CERTIFICATE OF INCORPORATION OF

 

DARKPULSE, INC.

 

 

DarkPulse, Inc., a Delaware corporation (the “Corporation”) does hereby certify that:

 

FIRST: The name of the Corporation is DarkPulse, Inc.

 

SECOND: This Certificate of Amendment (this “Certificate of Amendment”) amends the provisions of the Corporation’s Certificate of Incorporation, as amended, and any amendments thereto (the “Charter”), last amended by a certificate of amendment to the Certificate of Incorporation filed with the Secretary of State on July 28, 2025.

 

THIRD: A new Article IV, Subsection (d) is added to the Charter to provide in its entirety as follows:

 

(d) Reverse Stock Split. Upon the filing of this Amendment with the Secretary of State of the State of Delaware (the “Effective Time’’), each two hundred (200) of outstanding shares of Common Stock outstanding immediately prior to the Effective Time (the “Old Common Stock”) shall be combined and converted into one (1) share of Common Stock (the “New Common Stock’’) based on a ratio of one (1) share of New Common Stock for each two hundred (200) shares of Old Common Stock (the “Reverse Split Ratio’’). This reverse stock split (the “Reverse Split’’) of the outstanding shares of Common Stock shall not affect the total number of shares of capital stock, including the Common Stock, that the Company is authorized to issue, which shall remain as set forth under this Article IV.

 

The Reverse Split shall occur without any further action on the part of the Corporation or the holders of shares of New Common Stock and whether or not certificates representing such holders’ shares prior to the Reverse Split are surrendered for cancellation.
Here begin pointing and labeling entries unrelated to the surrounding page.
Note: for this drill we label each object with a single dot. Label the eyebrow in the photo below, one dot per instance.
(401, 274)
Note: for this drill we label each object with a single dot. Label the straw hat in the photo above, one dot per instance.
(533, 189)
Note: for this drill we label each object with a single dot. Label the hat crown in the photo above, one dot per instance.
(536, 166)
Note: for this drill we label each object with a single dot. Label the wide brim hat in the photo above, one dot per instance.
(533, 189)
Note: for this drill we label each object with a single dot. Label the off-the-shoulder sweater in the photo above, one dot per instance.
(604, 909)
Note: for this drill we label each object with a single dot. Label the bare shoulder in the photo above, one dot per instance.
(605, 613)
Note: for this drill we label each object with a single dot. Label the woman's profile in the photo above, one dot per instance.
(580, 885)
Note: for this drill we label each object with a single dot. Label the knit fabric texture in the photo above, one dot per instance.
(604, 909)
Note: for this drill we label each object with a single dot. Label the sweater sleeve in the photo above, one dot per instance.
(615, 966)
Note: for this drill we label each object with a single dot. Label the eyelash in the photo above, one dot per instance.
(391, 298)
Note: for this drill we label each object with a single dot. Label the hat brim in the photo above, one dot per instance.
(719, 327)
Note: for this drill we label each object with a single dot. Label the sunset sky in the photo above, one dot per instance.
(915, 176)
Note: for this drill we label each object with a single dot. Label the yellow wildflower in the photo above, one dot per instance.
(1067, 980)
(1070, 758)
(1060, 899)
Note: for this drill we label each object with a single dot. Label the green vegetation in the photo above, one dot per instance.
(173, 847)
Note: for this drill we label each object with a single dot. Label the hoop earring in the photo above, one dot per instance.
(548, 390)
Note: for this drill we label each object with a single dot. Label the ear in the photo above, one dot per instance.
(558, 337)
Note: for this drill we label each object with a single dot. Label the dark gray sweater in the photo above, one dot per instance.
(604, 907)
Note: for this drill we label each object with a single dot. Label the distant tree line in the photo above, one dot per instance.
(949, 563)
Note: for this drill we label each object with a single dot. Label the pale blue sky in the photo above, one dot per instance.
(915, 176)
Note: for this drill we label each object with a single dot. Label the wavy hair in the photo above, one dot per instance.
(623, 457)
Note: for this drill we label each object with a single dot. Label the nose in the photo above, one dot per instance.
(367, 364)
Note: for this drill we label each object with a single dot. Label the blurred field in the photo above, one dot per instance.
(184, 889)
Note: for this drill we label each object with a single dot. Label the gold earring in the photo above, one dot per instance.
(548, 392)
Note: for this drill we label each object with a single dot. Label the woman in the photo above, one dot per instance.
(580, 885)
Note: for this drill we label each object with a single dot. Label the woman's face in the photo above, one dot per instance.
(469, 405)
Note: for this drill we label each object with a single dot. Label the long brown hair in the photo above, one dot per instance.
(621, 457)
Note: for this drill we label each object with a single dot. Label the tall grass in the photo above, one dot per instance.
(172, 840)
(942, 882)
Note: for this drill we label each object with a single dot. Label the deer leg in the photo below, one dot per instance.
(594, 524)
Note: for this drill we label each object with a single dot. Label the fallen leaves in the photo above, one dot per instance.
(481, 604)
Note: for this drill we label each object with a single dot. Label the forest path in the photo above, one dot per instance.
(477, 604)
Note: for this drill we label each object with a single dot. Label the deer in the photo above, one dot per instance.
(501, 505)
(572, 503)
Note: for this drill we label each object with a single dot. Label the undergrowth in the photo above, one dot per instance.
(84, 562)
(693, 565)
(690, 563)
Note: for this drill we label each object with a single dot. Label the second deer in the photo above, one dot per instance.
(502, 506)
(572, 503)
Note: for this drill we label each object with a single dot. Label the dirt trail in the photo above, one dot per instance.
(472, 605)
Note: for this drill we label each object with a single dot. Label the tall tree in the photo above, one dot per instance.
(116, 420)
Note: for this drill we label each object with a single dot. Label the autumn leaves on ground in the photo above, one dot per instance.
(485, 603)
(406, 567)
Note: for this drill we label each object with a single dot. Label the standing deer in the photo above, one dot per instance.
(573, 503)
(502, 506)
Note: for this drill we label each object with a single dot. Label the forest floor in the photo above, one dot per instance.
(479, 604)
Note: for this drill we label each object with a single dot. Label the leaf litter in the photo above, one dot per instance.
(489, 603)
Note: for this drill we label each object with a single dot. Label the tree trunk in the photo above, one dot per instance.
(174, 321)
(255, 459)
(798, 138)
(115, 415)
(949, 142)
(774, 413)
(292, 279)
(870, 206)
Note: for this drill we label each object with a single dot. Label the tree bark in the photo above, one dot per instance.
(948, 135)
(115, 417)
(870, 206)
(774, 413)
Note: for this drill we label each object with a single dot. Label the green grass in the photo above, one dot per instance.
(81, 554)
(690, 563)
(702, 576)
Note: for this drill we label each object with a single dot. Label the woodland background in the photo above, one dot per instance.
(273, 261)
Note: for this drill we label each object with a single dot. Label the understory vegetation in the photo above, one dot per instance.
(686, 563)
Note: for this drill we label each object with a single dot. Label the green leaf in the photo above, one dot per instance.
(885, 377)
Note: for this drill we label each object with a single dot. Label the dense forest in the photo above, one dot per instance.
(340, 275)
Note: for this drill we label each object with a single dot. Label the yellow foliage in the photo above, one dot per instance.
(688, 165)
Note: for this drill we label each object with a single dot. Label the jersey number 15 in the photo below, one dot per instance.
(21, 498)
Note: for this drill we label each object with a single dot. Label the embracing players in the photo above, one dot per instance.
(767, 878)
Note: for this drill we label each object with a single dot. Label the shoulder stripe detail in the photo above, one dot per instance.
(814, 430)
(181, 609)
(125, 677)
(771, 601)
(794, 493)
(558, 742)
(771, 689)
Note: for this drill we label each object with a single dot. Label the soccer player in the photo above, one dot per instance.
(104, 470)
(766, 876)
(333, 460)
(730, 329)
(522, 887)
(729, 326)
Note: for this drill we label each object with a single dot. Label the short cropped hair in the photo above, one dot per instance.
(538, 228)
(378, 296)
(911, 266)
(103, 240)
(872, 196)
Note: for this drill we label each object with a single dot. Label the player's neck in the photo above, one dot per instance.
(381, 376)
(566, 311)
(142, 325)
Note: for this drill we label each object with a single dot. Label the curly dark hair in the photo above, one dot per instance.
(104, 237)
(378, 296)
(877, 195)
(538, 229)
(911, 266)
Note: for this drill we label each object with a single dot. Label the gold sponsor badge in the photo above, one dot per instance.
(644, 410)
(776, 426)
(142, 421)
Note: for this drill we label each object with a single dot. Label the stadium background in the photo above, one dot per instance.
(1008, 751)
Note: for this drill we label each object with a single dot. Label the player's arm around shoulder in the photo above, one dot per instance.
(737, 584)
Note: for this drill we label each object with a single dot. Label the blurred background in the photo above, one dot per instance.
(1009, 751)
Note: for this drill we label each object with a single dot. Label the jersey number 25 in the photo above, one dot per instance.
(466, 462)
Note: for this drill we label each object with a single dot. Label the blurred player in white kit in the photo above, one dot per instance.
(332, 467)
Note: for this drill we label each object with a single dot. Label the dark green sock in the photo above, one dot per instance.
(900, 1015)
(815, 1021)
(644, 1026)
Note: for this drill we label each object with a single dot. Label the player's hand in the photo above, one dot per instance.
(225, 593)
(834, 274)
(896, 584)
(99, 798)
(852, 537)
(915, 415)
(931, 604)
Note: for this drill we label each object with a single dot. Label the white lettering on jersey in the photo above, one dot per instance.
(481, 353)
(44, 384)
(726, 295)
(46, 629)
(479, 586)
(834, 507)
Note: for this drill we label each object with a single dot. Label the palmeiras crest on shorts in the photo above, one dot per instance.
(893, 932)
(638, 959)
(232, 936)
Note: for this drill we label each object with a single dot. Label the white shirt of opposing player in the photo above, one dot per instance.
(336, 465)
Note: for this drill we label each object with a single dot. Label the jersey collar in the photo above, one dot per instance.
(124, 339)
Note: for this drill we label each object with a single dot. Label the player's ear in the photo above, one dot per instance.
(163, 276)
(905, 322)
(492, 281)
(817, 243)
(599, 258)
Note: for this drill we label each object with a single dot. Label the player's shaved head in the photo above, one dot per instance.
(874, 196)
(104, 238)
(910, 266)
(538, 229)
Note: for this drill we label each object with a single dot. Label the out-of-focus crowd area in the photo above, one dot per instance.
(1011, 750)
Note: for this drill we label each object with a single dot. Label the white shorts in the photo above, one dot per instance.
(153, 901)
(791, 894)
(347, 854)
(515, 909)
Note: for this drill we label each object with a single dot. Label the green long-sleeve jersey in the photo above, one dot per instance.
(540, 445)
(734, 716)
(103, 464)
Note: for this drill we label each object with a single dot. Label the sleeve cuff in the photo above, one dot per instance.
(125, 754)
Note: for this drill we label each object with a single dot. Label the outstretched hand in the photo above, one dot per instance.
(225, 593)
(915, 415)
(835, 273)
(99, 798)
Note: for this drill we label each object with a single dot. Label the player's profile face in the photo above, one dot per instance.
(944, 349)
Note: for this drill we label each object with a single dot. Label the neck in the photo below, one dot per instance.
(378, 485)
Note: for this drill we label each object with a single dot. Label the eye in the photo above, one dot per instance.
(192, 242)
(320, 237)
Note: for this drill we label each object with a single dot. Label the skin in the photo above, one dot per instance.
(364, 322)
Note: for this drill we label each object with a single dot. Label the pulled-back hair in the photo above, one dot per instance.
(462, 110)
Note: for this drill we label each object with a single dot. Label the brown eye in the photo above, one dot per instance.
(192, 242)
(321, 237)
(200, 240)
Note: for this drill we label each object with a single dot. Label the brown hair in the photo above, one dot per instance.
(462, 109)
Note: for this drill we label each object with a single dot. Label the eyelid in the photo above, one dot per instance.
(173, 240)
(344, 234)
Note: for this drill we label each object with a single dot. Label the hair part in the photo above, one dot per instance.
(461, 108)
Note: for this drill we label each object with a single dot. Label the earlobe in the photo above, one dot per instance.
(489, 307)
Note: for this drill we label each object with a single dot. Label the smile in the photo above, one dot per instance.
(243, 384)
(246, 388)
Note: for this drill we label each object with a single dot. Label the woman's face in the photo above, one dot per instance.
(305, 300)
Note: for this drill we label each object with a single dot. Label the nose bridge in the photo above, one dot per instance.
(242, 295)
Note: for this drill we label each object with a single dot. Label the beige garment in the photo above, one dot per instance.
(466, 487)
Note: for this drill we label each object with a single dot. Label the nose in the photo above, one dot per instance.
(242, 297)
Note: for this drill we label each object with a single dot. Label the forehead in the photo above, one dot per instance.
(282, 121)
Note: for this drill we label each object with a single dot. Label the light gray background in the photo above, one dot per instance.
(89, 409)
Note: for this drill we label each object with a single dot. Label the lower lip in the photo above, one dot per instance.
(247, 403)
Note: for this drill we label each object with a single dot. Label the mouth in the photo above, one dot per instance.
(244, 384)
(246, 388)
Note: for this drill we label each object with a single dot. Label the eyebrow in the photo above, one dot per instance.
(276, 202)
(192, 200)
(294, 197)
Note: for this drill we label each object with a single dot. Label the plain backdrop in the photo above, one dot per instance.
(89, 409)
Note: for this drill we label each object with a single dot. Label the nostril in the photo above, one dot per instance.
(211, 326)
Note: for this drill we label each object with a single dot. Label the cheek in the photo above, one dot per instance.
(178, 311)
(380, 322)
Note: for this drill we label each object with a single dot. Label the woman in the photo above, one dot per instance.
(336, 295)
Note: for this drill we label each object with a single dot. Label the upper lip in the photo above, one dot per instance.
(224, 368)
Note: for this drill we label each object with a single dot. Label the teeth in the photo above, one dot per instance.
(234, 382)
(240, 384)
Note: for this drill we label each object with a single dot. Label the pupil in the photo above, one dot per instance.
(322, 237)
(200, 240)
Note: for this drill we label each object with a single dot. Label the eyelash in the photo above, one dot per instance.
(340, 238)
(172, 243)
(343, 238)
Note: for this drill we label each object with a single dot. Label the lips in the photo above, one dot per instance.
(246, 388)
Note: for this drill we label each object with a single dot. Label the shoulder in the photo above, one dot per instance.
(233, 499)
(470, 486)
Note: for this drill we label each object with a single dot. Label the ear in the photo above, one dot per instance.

No fractional interest in a share of New Common Stock shall be deliverable upon the Reverse Split, all of which shares of New Common Stock shall be rounded up to the nearest whole number of such shares. No stockholders will receive cash in lieu of fractional shares. All references to “Common Stock” in these Articles shall be to the “New Common Stock.”

 

FOURTH: This amendment was duly adopted in accordance with the provisions of Sections 212 and 242 of the General Corporation Law of the State of Delaware.

 

FIFTH: This Certificate of Amendment shall become effective as of October 13, 2025 at 4:01 p.m. Eastern Time.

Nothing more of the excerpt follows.